Response policing is better than it was, but still not tidy. In the 2023–25 report, Kent answered only 69.4 percent of 999 calls within 10 seconds, well below the 90 percent standard, and 33.4 percent of non-emergency 101 calls were being abandoned. In the new report, Kent answered 93.6 percent of 999 calls within 10 seconds, above the national standard, and HMICFRS says non-emergency performance has improved as well. But the force still was not attending incidents quickly enough in too many cases. In the quality service review, 28 of 39 incidents were attended within the required time, meaning 11 were not. So Kent has got better at answering the phone, but it is still too often late getting through the door.
Now for the good, because there is some, and pretending otherwise would be as lazy as pretending the ugly bits do not matter. HMICFRS says Kent has strengthened how it responds to the public and investigates crime since the last inspection. It says the force has improved how it attracts, develops and retains its workforce, rating that area outstanding. It also says positive outcomes for victim-based crime reached 12.4 percent in the year ending 30 June 2025, slightly above the England and Wales median of 12.2 percent. That is real progress, not decorative spin.
The force also retains strengths that should not be airbrushed away. The earlier report found the overwhelming majority of recorded grounds for stop and search were reasonable, while the later report says the force is using stop and search powers well and had a linked find rate of 33.1 percent in the year ending 31 March 2025, above the typical range nationally. The earlier report also praised neighbourhood policing, partnership problem-solving and crime prevention. So this is not a force with nothing going for it. It is a force with genuine operational strengths and measurable progress in some important areas.

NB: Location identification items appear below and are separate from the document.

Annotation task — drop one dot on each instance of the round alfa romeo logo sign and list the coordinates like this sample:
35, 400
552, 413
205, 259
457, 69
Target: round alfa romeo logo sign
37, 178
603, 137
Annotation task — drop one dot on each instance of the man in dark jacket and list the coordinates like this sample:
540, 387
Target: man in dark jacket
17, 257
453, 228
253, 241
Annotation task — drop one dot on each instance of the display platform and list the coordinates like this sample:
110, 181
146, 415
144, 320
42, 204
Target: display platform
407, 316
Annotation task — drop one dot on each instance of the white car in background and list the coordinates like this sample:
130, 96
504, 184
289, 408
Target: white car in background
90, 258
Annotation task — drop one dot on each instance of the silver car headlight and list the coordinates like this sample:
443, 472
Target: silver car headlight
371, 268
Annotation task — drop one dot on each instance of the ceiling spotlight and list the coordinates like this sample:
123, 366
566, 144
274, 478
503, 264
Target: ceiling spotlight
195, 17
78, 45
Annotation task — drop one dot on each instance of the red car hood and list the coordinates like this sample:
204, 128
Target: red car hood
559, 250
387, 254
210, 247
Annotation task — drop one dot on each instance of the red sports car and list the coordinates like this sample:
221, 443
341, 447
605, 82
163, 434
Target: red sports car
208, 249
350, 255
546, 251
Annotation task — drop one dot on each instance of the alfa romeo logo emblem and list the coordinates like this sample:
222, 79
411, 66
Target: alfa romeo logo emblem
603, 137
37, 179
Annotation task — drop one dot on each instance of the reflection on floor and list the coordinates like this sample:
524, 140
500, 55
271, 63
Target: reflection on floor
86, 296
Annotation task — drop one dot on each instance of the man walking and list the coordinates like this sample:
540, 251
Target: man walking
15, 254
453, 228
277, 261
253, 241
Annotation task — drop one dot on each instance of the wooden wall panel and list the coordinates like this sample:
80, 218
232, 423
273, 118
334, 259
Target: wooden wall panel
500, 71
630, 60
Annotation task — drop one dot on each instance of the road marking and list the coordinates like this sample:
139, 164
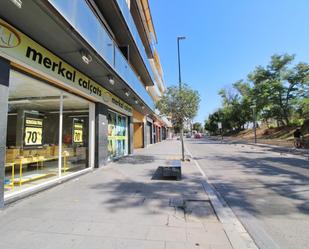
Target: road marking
235, 231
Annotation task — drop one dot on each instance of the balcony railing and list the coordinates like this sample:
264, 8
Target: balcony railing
84, 21
123, 6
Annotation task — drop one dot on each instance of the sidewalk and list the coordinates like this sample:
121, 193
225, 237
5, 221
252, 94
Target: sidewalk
270, 147
117, 207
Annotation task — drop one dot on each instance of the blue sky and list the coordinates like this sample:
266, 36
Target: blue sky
226, 39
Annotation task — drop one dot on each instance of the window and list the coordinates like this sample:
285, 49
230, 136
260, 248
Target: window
47, 132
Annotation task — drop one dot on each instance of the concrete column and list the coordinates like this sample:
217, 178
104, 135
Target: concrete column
4, 94
131, 135
101, 135
145, 134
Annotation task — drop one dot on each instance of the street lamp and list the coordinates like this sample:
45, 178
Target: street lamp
253, 107
179, 74
179, 71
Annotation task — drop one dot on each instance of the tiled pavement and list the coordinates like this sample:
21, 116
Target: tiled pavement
118, 206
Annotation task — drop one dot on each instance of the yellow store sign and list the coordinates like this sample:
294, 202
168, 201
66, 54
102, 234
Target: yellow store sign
18, 47
78, 133
33, 132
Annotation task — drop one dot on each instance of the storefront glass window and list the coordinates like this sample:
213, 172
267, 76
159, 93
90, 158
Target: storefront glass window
32, 148
74, 133
117, 135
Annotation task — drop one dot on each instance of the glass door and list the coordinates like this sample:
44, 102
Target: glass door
117, 135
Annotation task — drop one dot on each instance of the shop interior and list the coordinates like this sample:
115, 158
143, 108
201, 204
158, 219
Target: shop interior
32, 150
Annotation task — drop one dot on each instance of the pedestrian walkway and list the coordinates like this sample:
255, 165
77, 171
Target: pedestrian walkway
118, 206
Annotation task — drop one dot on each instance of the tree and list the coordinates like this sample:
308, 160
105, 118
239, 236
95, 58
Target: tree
180, 105
276, 86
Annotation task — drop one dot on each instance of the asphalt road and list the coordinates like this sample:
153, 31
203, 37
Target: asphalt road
268, 191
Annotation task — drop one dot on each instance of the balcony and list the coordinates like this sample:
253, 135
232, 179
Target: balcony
79, 15
123, 6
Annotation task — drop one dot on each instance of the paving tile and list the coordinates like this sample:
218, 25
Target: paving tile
198, 236
139, 244
167, 234
185, 245
97, 243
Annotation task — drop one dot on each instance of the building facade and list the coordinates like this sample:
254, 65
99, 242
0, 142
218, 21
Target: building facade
78, 82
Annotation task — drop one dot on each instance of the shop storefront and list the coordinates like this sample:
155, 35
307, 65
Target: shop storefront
117, 135
138, 138
51, 117
47, 132
149, 131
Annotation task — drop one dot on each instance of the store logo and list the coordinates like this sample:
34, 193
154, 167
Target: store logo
8, 37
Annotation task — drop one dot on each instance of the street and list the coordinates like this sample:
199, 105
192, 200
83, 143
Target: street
267, 190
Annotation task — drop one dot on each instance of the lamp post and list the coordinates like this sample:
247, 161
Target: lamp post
179, 74
179, 71
253, 107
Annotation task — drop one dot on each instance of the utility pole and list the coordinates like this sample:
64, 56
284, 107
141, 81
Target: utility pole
254, 122
179, 70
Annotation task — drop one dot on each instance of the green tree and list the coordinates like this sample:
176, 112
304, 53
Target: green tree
180, 105
276, 86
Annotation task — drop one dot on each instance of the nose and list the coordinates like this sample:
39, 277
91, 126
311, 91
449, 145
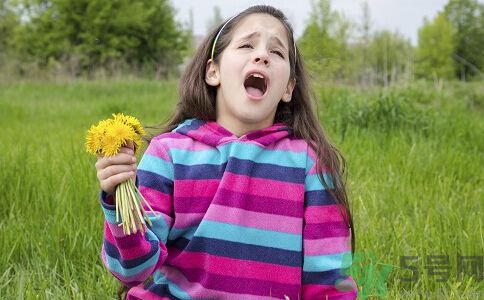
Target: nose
261, 57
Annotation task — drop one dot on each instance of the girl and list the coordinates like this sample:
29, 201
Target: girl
249, 193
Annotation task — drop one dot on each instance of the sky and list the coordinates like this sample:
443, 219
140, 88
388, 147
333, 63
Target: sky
404, 16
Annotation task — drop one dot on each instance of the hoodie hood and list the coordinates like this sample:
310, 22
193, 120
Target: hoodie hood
213, 134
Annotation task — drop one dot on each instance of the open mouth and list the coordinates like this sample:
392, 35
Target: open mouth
255, 85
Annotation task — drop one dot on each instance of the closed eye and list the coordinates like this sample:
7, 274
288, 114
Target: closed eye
246, 46
278, 53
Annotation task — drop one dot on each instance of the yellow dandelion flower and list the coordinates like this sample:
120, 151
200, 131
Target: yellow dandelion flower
131, 121
116, 136
94, 140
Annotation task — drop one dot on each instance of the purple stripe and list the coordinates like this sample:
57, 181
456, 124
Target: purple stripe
241, 285
326, 230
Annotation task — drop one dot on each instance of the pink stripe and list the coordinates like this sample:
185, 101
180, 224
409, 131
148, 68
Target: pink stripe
313, 291
138, 293
183, 220
139, 246
234, 267
263, 187
186, 143
313, 156
140, 277
326, 246
159, 201
323, 214
157, 149
259, 220
289, 144
196, 290
196, 187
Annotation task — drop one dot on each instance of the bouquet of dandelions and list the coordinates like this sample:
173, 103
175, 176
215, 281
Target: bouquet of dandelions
106, 138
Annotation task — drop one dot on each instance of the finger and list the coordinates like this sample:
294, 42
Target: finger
110, 183
114, 170
118, 159
130, 144
127, 150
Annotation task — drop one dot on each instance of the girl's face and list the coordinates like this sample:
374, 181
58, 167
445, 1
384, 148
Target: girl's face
252, 75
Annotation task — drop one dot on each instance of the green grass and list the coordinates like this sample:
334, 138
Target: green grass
415, 159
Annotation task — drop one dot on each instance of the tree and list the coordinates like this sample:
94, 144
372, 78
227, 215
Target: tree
467, 17
390, 56
96, 34
216, 19
433, 57
324, 43
8, 23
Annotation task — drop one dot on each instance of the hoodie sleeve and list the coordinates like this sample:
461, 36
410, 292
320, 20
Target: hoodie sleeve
133, 258
326, 241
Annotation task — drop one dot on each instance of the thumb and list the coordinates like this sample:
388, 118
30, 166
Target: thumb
130, 145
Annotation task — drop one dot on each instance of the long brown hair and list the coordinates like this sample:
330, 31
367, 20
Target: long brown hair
197, 100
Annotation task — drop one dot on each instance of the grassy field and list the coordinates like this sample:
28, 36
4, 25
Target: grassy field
415, 157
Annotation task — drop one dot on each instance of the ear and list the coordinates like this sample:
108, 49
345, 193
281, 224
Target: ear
288, 93
212, 75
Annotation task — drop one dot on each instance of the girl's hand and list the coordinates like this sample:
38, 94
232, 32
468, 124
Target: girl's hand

But that is also why the hardest questions matter. A force can improve its call handling, support its staff better and still have a deep legitimacy problem if it cannot convincingly explain how fairly it uses power. Kent Police is entitled to say it has improved. It is not entitled to pretend that settles the argument. Because the central question in this report is not whether Kent has got better at some things. It plainly has. The central question is whether Kent can yet reassure the public that its use of force is recorded properly, scrutinised properly and used fairly across racial lines. On the watchdog’s own findings, that answer is still not good enough.